Leila didn’t show her surprise at his entry. “So Lola Montes is my code name? That’s a lame one.”
“You pick your own,” he said. “They needed to give you a temporary for the Caracas. But if you want a code name, you’ll have to join us, and if you want to join us, you’ll have to take the eye test.”
“No, thanks. What’s yours?”
“Kwame X. Nkrumah.”
“That’s pretty good.”
“Thank you. I like it.”
“You going to this meeting also?”
“I am.”
“What’s on the agenda?”
Kwame nodded at Nicotine. Nicotine said, “There are a few new people, like yourself. So we’ll do the eye tests there. And we’re trying to decide whether we can advance the launch.”
Leila swam in the words— advance the launch . What was going on? Where was Sarah?
Nicotine saw her swimming. “Sorry. You don’t know what the launch is. We hardly ever bring people in this fast. It’s just that we need you up to speed very quickly.”
“What for? What do you want me to do?” She could hear in her own voice the catch that meant desperation. Maybe all this nonsense intrigue was only to soften her up. But for what? And, no — they had let her nap.
“Do you know where I am from, Lola?” said Kwame.
“Ghana,” she said. Leila knew some Africans and was good with accents.
He was surprised and showed it, briefly. “Yes. Bukom. In Accra. We say it is self-evident that we have the right to move about this planet. An inalienable right.

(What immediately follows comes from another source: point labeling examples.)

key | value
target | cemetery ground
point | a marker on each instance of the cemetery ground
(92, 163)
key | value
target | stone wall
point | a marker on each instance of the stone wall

So one of the things we do is help people move around outside of the legal systems they were born into.”
She thought: That just makes you traffickers . But she held her tongue.
“After your e-mail, we analyzed you and saw that you have a very wide net. People who love and respect you are sprinkled all over.”
Okay, first of all, she thought, that last part was just some good-cop mindfuck. What was sprinkled all over were people hurt by her not loving them enough, hurt by her greener-pastures shtick.
“You analyzed me?”
“Don’t feel all special,” said Nicotine. “It takes about a minute. Anyway, we’re going to need your help getting a bunch of machines to some remote parts of the world.”
“What do I know about that?”
“A fair amount. But it’s mainly who you know. Phone calls you could make to people in certain places who have a lot of time for you.”
“What kind of machines do you need to get where?”
“Maybe you should limit the amount you’re trying to take on board right now,” said Nicotine. “At least until after the eye test.”
“It’s just the hardware we need to ship,” said Kwame. “The software we can beam out.”
“But what are you people trying to do? Your person in Heathrow said you’re going to give people back their stolen information and issue them numbers.”
“I wish Paige wouldn’t do that,” said Nicotine to Kwame. “It’s really not her remit.”
“We are a horizontal organization, no?” Kwame said to Nicotine.